Et, oui, il semblerait que ma photo soit d’une saison ultérieure.
Bien-sûr elle va devoir prouver dans ce premier épisode qu’elle est un peu plus qu’une décoration pour le bureau de Carvani, et comme elle est au générique, on sait qu’elle va y arriver. Mais les vagues de remarques sexistes qu’elle se prend dans l’intervalle sont bien dégueulasses, quand bien même Avocats et Associés voudrait nous faire croire qu’il y a un côté pseudo-girl power derrière leur défilé. « Juré, on ne montre ces détails dix fois qu’afin que vous puissiez voir que malgré tout ça, Caroline va quand même mériter sa place » ! Il n’en reste pas moins que Carvani est un gros porc suffisant (et que son pote Zelder est un facilitateur qui a fait exprès d’engager une fille jolie pour lui faire plaisir), et qu’il y a quelques scènes, dont l’une dans le bureau d’Antoine Zelder, qui n’ont pas pour vocation de faire se confronter Caroline à l’adversité, mais juste à tenir des propos de mâle lubrique bien satisfait de soi parce qu’on sait à qui on parle. De la même façon, Michèle va attendre la toute fin de l’épisode pour arrêter ses blagues sexistes, parce qu’il faut bien qu’on comprenne qu’elle est cool comme femme, pas une mégère féministe qui ruine l’ambiance du cabinet.

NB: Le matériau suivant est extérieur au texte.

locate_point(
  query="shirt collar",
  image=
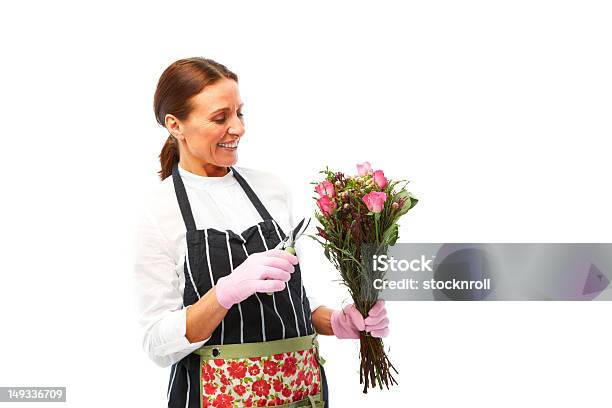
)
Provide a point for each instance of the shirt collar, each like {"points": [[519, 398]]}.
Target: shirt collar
{"points": [[197, 181]]}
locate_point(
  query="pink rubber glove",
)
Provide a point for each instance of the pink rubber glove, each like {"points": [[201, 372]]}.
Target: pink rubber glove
{"points": [[261, 272], [348, 322]]}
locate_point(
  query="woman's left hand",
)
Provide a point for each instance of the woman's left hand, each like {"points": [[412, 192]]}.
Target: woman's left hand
{"points": [[348, 322]]}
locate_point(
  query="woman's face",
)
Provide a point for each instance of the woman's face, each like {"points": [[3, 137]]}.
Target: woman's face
{"points": [[210, 135]]}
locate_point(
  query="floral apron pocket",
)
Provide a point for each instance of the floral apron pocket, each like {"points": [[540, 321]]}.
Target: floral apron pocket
{"points": [[281, 373]]}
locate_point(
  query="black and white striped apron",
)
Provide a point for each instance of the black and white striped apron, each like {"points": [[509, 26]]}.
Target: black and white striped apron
{"points": [[212, 254]]}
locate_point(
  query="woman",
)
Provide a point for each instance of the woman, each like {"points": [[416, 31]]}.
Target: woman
{"points": [[217, 302]]}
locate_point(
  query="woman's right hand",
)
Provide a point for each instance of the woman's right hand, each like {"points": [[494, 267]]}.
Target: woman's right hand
{"points": [[261, 272]]}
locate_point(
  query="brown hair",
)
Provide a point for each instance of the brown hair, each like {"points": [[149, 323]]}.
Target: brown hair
{"points": [[182, 80]]}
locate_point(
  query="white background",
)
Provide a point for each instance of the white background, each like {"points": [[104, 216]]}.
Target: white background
{"points": [[497, 111]]}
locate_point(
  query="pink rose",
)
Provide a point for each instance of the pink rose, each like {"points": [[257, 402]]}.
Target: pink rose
{"points": [[375, 201], [326, 188], [364, 168], [380, 179], [326, 205]]}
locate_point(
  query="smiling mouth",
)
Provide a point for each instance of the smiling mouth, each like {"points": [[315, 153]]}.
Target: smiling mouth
{"points": [[230, 146]]}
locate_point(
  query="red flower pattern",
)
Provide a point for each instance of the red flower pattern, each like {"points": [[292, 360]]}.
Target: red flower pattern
{"points": [[260, 381]]}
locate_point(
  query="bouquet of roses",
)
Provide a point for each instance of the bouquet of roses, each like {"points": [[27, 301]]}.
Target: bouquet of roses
{"points": [[358, 217]]}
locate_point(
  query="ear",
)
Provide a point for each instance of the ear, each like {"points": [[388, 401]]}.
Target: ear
{"points": [[174, 126]]}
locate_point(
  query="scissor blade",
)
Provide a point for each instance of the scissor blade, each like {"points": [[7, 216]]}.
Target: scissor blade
{"points": [[299, 233], [296, 230]]}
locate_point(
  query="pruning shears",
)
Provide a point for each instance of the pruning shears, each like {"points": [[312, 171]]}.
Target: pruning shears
{"points": [[288, 243]]}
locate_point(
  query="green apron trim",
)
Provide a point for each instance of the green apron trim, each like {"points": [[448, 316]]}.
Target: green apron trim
{"points": [[313, 401], [260, 349]]}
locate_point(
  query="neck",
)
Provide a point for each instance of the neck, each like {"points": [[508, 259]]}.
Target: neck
{"points": [[204, 169]]}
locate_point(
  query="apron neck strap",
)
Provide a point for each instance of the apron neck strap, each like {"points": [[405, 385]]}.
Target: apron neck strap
{"points": [[263, 212], [181, 195]]}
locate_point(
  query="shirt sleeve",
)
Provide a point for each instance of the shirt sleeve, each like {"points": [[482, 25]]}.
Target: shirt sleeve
{"points": [[304, 250], [158, 301]]}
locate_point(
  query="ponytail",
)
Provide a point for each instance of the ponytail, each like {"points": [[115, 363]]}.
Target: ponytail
{"points": [[168, 156]]}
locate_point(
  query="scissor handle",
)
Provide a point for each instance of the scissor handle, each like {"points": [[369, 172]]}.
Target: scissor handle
{"points": [[291, 250]]}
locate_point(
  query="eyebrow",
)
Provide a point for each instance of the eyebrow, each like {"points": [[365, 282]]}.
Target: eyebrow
{"points": [[224, 109]]}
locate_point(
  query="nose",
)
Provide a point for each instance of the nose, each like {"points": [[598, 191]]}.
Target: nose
{"points": [[236, 126]]}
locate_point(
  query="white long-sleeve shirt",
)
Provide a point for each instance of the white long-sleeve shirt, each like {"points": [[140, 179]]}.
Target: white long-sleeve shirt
{"points": [[159, 281]]}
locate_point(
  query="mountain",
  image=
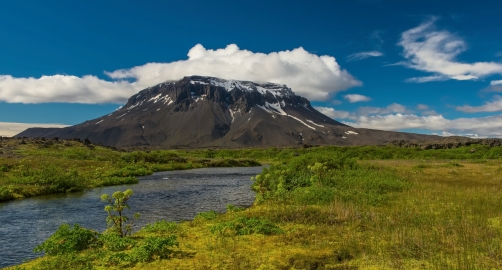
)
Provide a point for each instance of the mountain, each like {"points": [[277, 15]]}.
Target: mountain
{"points": [[199, 111]]}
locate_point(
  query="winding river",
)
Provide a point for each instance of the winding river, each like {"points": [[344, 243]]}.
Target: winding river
{"points": [[172, 196]]}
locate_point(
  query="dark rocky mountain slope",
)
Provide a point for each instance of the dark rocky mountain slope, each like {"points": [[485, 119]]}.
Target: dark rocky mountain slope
{"points": [[201, 111]]}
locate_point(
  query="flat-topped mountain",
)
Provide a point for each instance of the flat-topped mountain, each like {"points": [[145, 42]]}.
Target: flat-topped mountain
{"points": [[199, 111]]}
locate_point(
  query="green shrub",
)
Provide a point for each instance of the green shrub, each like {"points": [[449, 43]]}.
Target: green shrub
{"points": [[209, 215], [66, 261], [162, 226], [232, 208], [153, 248], [246, 226], [117, 221], [68, 240], [115, 242]]}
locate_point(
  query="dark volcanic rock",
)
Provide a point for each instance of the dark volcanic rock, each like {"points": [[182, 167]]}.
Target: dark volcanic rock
{"points": [[210, 112]]}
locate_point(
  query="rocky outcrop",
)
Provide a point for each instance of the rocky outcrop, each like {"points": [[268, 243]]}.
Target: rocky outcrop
{"points": [[199, 111]]}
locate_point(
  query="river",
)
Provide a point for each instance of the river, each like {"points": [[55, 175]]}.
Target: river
{"points": [[172, 196]]}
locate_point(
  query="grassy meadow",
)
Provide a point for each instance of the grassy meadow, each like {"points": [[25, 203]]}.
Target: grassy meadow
{"points": [[368, 207]]}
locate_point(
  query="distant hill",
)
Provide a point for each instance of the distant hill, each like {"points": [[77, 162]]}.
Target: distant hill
{"points": [[201, 111]]}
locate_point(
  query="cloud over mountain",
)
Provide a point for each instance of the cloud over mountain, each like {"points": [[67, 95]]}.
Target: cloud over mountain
{"points": [[312, 76], [353, 98]]}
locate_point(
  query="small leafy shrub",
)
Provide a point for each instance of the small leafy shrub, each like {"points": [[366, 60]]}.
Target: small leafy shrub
{"points": [[422, 166], [232, 208], [68, 240], [118, 222], [66, 261], [162, 226], [114, 242], [246, 226], [152, 248], [313, 195], [453, 164], [209, 215]]}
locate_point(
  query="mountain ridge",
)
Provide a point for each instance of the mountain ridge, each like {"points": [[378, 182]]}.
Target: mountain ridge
{"points": [[202, 111]]}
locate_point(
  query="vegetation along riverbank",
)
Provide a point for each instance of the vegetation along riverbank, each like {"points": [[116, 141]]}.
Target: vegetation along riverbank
{"points": [[368, 207], [30, 167]]}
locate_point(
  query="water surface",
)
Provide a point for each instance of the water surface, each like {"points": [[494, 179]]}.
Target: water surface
{"points": [[172, 196]]}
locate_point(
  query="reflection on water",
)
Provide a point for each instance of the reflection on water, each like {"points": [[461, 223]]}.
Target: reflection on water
{"points": [[173, 196]]}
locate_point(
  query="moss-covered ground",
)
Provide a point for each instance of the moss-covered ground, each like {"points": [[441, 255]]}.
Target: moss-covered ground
{"points": [[328, 208]]}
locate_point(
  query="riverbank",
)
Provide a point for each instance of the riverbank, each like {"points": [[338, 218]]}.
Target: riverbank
{"points": [[322, 209], [31, 167]]}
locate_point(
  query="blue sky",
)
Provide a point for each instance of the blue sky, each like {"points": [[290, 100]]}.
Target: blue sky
{"points": [[416, 66]]}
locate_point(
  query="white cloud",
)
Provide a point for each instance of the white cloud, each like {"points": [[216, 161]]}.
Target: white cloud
{"points": [[435, 51], [490, 126], [8, 129], [363, 55], [490, 106], [64, 88], [312, 76], [396, 117], [352, 98], [422, 107], [392, 108]]}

Même en essayant très fort de me rappeler que 1998, c’était un autre siècle, il faut quand même admettre que cet épisode a petit problème de sexisme, renforcé par le déballage totalement gratuit d’une paire de seins ou, vers la fin, d’une scène de douche. Oh non mais je sais, c’était une autre époque, j’y étais donc je ne suis pas plus surprise que ça. C’est juste que lors de ce visionnage, je n’arrêtais pas de penser à d’autres legal dramas contemporains d’Avocats et Associés, et qui ne passaient pas autant de temps à se vautrer dans la beauferie, voilà tout.
Sur un plan totalement différent, Avocats et Associés ne soutient pas vraiment la comparaison non plus, mais c’est pas faute de se donner un peu plus de mal.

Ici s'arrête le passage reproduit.